O setor rural argentino, acompanhado de empresários e de grande parte da oposição, realizou um protesto na quinta-feira contra as políticas agrárias do governo, com quem os produtores mantêm uma dura disputa devido às intervenções oficiais nos mercados.

NICOLÁS MISCULIN, REUTERS

11 de dezembro de 2009 | 10h35

O protesto, realizado no centro de Buenos Aires, foi convocado para apoiar a renovação de deputados e senadores no Congresso, onde o governo perdeu sua hegemonia absoluta após a derrota eleitoral sofrida em meados do ano.

O novo Congresso contará agora com dirigentes rurais que buscarão impulsionar os benefícios para o setor e reduzir os impostos sobre as exportações de grãos.

"Temos que conseguir atenuar o dano que o governo é capaz de fazer nestes dois anos" que restam de mandato da presidente Cristina Fernández de Kirchner, disse Hugo Biolcati, presidente da Sociedade Rural Argentina, uma das quatro entidades em conflito com o governo.

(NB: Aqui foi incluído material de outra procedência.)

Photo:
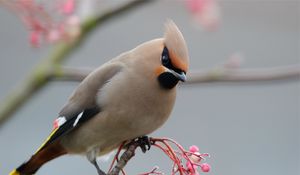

"Mais que um dia de reclamações, é um dia de esperança ante o início deste novo período legislativo, de esperança de avançar na direção de um país normal", completou.

A televisão local mostrou milhares de manifestantes em uma das principais avenidas de Buenos Aires, onde também falaram líderes religiosos.

No ano passado, uma tentativa de Cristina de elevar as taxas sobre as exportações disparou um forte conflito, com paralisações rurais e bloqueios de estradas, o que afetou a marcha da economia argentina e levou o governo a uma crise política.

Apesar de ela ter desistido da medida, o setor quer agora que o Congresso reduza os iompostos sobres os grãos, considerados altos demais.